MILWAUKEE — Pride Month is not just a celebration, but a time to educate people about LGBTQ issues.
“We celebrate in Pride - we celebrate in June the successes - but Pride is a protest at its very core,” said Alex Corona from Milwaukee LGBT Community Center.
As the month-long celebration kicks off, there are renewed concerns about issues like conversion therapy. It is a practice to change people’s sexual orientation or gender identity through therapy or prayer. LGBTQ rights advocate and former candidate for state assembly Jessica Katzenmeyer went through it as a child.
“It makes you think there is something wrong with you, when you are just exploring who you are as a person,” said Jessica Katzenmeyer. “It was pretty traumatizing.”
Medical professionals denounce the practice. At least 20 states have banned the practice on children. Wisconsin is not one of them.
"It doesn't work and it also causes incredible harm to the people who undergo it. It causes higher rates of suicidal thoughts and actions. It causes higher rates of drug abuse, higher rates of depression, anxiety and other mental illness,” said Austin Kieler, founder of People Against Conversion Therapy.
Earlier this year, the Wisconsin Department of Safety and Professional Standards tried to ban to practice. Instead, the State Assembly and Senate moved to protect conversion therapy, arguing DSPS didn’t have the authority to issue the ban. The bill now sits in a committee with no final vote planned.

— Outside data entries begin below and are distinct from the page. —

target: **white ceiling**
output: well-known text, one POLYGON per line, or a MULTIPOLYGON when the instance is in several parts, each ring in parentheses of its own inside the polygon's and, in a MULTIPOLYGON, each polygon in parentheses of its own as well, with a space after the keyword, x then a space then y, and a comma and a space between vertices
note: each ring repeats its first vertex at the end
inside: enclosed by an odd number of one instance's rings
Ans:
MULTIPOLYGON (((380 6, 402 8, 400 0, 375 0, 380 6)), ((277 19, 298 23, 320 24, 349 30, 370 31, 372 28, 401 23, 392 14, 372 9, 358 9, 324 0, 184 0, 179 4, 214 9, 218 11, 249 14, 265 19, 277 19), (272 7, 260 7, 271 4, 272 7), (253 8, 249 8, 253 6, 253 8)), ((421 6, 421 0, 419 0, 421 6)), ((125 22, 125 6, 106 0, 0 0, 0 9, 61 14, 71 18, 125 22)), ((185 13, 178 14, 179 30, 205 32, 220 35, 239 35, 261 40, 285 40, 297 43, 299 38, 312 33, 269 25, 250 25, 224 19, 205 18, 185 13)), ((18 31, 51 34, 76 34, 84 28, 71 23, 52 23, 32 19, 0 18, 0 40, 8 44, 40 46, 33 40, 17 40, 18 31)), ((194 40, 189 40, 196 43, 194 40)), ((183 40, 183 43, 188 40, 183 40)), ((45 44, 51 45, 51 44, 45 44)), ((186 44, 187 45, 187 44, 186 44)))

Thirteen cities around the state including Milwaukee banned it locally. They include:
- Appleton
- Cudahy
- Eau Claire
- Glendale
- Madison
- West Allis
- Milwaukee
- Racine
- Sheboygan
- Shorewood
- Superior
- Kenosha
- Sun Prairie
“I’m hopeful that as we continue banning conversion therapy at the local level, we are building up more of that pressure, really showing our state legislature that there is no place for such a hateful and archaic and incredibly harmful practice,” said Kieler.
He is worried practices like this only contribute to violence against LGBTQ people. The FBI reportshate crime incidents against sexual orientation have fallen in Wisconsin, while crimes involving gender identity are rising.
Wisconsin hate crime incidents
Sexual orientation:
- 2019: 5
- 2018: 14
- 2017: 13
Gender identity:
- 2019: 6
- 2018: 2
- 2017: 0
"You don't have to agree with how I choose to live my life or somebody else, how they choose to live their life. We just want to be accepted. We want to have the same rights as everybody else. We don't want to be discriminated against. That's why we fight for these things,” said Katzenmeyer.